# Insulating Cold and Warm Air Ducts



## JALEXED2 (Sep 3, 2009)

I'm not particularly happy with my home's air conditioning.  It is a 2 story with vaulted ceilings and the second floor does not cool sufficiently.  I had an HVAC company by a few years ago to check the freon, etc... and he indicated everything was fine and the HVAC system was sized properly.  So I'm guessing I'm OK on that issue.

However, none of the ducts were insulated at the time of construction.  I am guessing it was an option and not required by local building codes.  I have noticed some new home construction contractors are insulating ducts but failed to look close enough to see if they were insulating only the warm air ducts or were also including the cold air returns.  

I will be finishing the basement and have an opportunity to insulate the ductwork in the basement.  I intend on insulating the warm air ducts but I wonder about the effectiveness of insulating the cold air returns.

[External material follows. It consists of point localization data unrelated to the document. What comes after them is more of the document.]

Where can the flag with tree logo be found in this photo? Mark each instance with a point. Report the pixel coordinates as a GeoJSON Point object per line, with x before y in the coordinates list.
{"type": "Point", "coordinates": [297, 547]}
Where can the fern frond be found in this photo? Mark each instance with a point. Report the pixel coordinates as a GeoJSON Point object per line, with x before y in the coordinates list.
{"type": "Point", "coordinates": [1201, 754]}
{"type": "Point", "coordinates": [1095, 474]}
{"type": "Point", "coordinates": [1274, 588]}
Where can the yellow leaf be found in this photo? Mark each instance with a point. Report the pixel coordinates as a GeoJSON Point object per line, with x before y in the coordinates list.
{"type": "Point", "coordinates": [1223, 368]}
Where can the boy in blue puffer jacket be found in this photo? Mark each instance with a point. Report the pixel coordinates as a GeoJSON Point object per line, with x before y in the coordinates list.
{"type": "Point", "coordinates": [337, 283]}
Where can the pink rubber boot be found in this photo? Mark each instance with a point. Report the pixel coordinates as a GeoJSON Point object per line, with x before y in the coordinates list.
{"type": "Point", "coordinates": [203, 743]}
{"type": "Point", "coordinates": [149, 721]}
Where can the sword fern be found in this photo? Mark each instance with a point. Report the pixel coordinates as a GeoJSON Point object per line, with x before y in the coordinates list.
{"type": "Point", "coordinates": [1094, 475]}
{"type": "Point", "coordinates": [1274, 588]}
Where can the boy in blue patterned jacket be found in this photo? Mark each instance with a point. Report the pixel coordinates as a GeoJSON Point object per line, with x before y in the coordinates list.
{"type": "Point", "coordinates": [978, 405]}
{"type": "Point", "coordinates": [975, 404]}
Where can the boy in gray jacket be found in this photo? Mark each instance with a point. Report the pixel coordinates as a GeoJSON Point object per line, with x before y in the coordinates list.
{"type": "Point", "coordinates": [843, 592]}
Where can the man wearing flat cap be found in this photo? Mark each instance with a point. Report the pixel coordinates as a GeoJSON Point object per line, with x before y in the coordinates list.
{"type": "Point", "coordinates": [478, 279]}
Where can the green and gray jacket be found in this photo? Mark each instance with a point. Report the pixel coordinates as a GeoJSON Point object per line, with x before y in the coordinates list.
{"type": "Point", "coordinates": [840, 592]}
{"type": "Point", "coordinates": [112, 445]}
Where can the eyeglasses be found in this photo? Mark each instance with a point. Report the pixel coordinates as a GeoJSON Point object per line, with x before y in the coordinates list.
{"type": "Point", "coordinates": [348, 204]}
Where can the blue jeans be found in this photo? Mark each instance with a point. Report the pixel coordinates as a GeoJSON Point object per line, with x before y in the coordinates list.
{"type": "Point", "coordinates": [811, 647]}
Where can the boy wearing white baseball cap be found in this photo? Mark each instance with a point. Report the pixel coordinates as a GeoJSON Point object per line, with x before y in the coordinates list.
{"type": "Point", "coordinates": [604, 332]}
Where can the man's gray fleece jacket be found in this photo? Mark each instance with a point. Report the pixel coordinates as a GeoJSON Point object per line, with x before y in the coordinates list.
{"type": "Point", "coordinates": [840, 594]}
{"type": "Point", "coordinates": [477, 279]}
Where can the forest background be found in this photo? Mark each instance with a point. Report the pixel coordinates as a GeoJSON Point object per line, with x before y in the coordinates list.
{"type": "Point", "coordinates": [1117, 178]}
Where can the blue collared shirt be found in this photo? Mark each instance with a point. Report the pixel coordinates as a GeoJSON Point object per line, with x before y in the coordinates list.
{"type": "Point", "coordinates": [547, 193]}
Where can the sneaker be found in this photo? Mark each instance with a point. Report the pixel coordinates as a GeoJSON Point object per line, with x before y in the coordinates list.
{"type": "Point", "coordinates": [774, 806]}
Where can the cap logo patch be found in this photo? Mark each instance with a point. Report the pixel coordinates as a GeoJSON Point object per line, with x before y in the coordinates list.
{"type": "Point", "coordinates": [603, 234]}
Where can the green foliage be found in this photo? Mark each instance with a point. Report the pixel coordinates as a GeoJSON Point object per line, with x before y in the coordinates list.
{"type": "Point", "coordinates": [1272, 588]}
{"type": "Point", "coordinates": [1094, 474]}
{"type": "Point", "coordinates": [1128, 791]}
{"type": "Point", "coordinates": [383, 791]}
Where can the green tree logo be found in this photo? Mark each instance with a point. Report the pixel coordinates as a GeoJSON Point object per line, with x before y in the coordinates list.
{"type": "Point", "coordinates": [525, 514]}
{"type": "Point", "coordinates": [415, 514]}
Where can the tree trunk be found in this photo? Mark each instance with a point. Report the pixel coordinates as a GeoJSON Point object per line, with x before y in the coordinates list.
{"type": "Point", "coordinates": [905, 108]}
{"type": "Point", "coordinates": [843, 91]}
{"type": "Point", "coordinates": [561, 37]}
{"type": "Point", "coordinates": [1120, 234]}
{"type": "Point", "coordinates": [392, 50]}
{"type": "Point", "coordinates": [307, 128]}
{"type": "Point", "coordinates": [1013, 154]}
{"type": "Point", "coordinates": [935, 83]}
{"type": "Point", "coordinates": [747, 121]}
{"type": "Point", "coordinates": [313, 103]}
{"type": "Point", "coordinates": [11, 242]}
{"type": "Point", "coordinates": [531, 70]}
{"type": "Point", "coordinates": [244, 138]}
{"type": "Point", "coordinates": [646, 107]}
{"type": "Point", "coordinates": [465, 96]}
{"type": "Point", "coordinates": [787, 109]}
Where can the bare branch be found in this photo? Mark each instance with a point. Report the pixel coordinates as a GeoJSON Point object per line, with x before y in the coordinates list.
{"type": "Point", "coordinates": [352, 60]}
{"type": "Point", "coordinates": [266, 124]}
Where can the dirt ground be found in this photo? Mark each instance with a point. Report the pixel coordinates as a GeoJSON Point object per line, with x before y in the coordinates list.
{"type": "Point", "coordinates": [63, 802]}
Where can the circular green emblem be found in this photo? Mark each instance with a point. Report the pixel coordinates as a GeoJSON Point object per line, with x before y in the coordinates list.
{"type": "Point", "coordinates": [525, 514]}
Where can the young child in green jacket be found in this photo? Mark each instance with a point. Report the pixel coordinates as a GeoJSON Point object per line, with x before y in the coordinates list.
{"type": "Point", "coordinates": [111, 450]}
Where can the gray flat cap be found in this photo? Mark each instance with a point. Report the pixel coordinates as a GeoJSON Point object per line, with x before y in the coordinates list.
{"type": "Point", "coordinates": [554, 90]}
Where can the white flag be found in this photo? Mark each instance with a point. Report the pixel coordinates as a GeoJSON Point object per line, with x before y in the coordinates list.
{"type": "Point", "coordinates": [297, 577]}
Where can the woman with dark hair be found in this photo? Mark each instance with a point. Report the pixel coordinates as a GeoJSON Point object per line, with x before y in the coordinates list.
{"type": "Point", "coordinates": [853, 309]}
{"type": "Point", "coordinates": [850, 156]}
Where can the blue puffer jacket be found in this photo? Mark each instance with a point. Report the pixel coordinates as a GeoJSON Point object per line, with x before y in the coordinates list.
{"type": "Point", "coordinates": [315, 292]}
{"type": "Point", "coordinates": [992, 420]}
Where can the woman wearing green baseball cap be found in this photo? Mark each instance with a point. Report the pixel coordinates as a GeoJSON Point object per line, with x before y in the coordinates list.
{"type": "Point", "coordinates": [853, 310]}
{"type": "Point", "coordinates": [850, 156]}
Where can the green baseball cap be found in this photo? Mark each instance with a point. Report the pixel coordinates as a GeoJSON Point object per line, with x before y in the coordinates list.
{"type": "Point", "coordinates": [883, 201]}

I have seen in earlier posts that it is recommended, if not required, to install a cold air return in the basement.  I've got that covered but still wonder about insulating the cold air return ducts.

Any thoughts out there on this?  Thanks.


----------



## kok328 (Sep 3, 2009)

I can't think of any benefit to insulating return air ducts.  This air will be re-conditioned by the hvac unit.


----------